About six years ago, he decided to stop.

“I had demons and I knew I was going to have to deal with them,” he said.

His demons are many, but now he faces them head on, rather than running from them.

For that, he is relieved.

Pritchett is by no means alone, says Patsy Randahl, coordinator for the post-trauma recovery program.

Many of the 150 clients in the trauma recovery program are fighting memories and human nature on several different levels, she said.

Because a majority of the trauma from which they suffer occurred in early childhood, the clients’ actions and responses to their surroundings were formed at an early age.

“We have patients that really have come from personal history of a war zone,” Randahl said.

The program is based on best practices of other mental health agencies, which means KMHS has used other programs’ research to form its own program. Available research does have some surprising findings.

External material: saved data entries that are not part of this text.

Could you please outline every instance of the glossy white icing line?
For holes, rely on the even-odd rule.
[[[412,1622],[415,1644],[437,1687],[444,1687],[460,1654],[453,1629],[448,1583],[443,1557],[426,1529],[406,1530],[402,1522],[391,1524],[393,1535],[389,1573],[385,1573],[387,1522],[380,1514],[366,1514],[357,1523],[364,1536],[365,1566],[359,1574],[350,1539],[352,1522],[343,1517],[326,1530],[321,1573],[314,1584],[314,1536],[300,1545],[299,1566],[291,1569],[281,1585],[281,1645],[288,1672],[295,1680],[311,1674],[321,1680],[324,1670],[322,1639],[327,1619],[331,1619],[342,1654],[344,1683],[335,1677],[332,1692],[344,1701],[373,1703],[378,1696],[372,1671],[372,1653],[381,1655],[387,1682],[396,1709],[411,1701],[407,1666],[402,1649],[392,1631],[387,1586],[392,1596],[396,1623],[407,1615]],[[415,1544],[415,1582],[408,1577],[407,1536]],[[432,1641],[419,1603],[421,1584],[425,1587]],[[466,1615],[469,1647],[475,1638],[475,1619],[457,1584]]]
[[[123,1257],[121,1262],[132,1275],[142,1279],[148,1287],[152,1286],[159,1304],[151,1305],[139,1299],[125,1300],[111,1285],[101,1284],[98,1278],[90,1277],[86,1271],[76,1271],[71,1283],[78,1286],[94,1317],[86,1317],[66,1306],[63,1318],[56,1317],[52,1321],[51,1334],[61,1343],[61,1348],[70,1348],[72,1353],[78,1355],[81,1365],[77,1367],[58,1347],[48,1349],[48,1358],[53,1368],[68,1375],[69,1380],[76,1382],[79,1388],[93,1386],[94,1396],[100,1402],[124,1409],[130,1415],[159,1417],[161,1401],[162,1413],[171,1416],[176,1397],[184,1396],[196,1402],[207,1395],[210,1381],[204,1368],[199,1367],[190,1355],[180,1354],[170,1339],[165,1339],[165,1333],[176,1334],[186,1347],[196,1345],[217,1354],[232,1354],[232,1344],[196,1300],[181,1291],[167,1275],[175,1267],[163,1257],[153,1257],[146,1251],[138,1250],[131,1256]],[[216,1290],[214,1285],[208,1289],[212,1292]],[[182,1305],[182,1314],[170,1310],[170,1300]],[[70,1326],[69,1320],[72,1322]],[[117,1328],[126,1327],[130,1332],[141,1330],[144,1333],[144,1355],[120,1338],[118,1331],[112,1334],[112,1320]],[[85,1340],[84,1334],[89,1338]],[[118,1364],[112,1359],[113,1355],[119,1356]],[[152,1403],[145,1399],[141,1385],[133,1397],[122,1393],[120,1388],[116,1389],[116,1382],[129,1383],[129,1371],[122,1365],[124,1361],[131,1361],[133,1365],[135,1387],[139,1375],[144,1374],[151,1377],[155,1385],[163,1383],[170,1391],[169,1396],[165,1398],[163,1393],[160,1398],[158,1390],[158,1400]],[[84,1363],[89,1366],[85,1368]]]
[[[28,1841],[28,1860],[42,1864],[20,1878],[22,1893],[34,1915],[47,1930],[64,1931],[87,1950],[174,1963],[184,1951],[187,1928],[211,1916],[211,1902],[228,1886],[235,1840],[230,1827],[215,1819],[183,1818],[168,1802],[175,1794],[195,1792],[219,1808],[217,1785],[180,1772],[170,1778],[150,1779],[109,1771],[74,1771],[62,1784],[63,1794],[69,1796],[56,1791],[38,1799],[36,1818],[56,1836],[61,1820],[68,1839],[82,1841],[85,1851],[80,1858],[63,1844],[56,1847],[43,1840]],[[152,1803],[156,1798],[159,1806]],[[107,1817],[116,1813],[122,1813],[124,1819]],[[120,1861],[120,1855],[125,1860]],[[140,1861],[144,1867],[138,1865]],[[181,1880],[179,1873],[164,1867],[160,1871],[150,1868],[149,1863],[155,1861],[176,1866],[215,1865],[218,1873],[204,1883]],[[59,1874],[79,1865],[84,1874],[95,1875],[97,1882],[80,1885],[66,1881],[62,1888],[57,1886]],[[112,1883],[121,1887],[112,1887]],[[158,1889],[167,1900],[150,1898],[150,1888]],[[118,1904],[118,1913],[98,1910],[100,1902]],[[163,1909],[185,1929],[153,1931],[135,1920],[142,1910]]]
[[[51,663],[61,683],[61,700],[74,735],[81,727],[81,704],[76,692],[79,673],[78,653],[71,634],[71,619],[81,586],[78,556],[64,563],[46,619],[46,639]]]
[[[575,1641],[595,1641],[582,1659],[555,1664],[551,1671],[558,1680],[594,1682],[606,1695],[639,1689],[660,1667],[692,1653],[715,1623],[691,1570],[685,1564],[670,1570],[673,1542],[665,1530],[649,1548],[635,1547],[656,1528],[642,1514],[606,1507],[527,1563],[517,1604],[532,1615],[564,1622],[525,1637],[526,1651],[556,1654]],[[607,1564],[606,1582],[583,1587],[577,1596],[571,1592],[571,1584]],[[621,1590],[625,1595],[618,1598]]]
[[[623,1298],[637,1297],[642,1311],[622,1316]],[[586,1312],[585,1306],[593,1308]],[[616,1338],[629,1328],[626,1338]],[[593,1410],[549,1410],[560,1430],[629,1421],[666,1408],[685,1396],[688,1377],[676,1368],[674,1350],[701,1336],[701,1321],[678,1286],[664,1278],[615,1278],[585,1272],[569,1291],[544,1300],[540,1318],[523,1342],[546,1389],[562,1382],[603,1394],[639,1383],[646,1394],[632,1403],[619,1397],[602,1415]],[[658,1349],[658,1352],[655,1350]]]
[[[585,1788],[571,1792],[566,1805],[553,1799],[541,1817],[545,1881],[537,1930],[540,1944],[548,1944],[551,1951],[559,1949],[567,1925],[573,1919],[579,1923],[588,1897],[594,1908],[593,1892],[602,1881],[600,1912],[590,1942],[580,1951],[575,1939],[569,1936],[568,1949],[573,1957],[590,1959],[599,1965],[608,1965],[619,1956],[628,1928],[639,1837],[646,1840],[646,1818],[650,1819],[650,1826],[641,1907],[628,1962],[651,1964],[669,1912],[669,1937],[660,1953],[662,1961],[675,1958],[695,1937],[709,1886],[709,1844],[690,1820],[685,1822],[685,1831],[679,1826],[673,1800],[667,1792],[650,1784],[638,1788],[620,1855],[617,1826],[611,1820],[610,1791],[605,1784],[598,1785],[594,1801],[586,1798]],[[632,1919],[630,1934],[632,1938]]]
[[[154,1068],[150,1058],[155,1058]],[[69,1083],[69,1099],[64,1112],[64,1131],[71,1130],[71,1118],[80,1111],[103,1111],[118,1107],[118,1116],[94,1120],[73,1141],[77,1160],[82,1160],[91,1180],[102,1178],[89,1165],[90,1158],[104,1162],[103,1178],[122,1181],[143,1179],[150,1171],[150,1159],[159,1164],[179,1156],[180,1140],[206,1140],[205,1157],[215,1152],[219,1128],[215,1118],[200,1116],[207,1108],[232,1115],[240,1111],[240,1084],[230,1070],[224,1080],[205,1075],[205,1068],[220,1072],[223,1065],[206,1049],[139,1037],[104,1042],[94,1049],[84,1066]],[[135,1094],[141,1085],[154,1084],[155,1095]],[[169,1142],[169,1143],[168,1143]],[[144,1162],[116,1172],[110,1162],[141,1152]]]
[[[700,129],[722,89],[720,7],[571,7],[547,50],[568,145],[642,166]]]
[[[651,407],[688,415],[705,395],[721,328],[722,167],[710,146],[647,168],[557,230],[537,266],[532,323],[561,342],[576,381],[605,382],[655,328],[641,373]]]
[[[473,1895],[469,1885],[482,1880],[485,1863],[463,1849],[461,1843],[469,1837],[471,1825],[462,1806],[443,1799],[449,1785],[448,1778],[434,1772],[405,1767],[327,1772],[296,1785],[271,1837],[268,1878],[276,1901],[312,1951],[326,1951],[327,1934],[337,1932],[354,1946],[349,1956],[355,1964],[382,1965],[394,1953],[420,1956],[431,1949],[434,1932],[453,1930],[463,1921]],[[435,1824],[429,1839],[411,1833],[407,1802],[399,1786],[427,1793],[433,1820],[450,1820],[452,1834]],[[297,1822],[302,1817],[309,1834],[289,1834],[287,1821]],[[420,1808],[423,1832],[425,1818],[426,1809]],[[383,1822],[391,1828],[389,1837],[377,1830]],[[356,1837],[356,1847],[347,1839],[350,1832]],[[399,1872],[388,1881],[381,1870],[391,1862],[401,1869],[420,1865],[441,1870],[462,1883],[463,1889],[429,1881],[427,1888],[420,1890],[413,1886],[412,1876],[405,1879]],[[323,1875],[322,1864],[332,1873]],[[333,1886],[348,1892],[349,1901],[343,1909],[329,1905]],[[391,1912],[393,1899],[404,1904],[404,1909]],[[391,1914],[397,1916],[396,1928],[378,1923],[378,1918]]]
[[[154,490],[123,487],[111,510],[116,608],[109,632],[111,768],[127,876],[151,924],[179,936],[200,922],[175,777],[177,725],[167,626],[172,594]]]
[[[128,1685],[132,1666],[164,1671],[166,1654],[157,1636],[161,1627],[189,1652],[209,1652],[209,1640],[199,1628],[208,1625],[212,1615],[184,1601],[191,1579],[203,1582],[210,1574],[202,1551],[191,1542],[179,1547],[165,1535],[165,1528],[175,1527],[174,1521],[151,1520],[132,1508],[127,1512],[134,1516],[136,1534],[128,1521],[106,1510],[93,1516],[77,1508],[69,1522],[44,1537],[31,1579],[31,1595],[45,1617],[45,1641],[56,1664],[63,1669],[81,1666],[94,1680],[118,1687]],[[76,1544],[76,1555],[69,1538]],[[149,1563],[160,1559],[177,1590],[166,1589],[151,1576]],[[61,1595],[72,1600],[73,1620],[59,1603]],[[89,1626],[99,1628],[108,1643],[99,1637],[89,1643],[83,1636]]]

“We’re finding that probably 70 percent of clients in the mental health system have a history of trauma,“ Randahl said.

In addition, about 90 percent of incarcerated women also suffer from traumatic stress.

Post-traumatic stress can be rooted in “violence, neglect, disaster, war and other emotionally destructive experiences create trauma,” said KMHS spokeswoman Rochelle Doan.

“The cost of trauma to the community is enormous on several accounts as it produces emotional, physical and economic effects,” she said. “People with a trauma history often have a history of drug and alcohol abuse.”

The trauma recovery program, officially launched in April 2007, encompasses a comprehensive approach to mental wellness, Doan said.

“Clients referred to the program receive a comprehensive evaluation, a screening for drug and alcohol abuse and a current ‘life stressor’ inventory,” she said. “Many clients are also enrolled in the Pathways program at KMHS, our co-occuring disorders treatment program, as many clients will have substance-abuse and trauma-related issues that need to be addressed simultaneously.”